Judge the sentence in italics according to the criteria provided below:
“The United Kingdom took part in the first Gulf War against Iraq BECAUSE of the lack of civil liberties imposed on the Kurds by Saddam Hussein’s regime.”
a. The assertion and the reason are both correct, and the reason is valid.
b. The assertion and the reason are both correct, and the reason is invalid.
c. The assertion is correct but the reason is incorrect.
d. The assertion is incorrect, but the reason is correct.
e. Both the assertion and reason are incorrect
Writing good MCQs is difficult. One of the most difficult aspects is to come up with plausible distractors. Several psychometric experts (an exam is a psychometric test examining the knowledge and understanding of a knowledge domain) say that good exam writing technique uses a key and three distractors. I have seen MCQ tests with 10 or even 15 items to choose from. Many teachers argue that five items to choose from are better than four.

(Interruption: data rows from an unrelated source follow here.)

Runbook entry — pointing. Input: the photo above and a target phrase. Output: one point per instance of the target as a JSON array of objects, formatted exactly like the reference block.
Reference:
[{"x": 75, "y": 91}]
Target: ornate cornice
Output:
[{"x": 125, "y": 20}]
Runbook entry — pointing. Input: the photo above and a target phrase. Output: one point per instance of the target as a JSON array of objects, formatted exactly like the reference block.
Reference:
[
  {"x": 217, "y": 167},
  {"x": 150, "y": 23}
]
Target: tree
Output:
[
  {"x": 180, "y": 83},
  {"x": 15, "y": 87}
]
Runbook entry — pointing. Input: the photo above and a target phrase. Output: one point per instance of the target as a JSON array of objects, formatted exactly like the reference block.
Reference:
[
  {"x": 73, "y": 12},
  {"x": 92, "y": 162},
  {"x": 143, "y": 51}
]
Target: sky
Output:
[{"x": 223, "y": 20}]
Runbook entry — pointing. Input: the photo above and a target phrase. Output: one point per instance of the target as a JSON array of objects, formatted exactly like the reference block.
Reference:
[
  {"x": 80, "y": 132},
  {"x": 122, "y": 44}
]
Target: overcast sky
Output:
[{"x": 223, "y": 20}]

Whatever number you decide on, when you do appropriate item analyses, something covered in my next article, you need to have the same number of distractors for every question in the exam.
As a rule of thumb, if you are asking straightforward questions, you should plan for the students to be able to answer one question per minute. I have seen instructors write both a 100 item MCQ to be taken in an hour or a 15 item MCQ for an hour-long test. In both cases they had thought they had judged about right and were happy with the short piece of guidance to plan for about a question per minute for straightforward tests.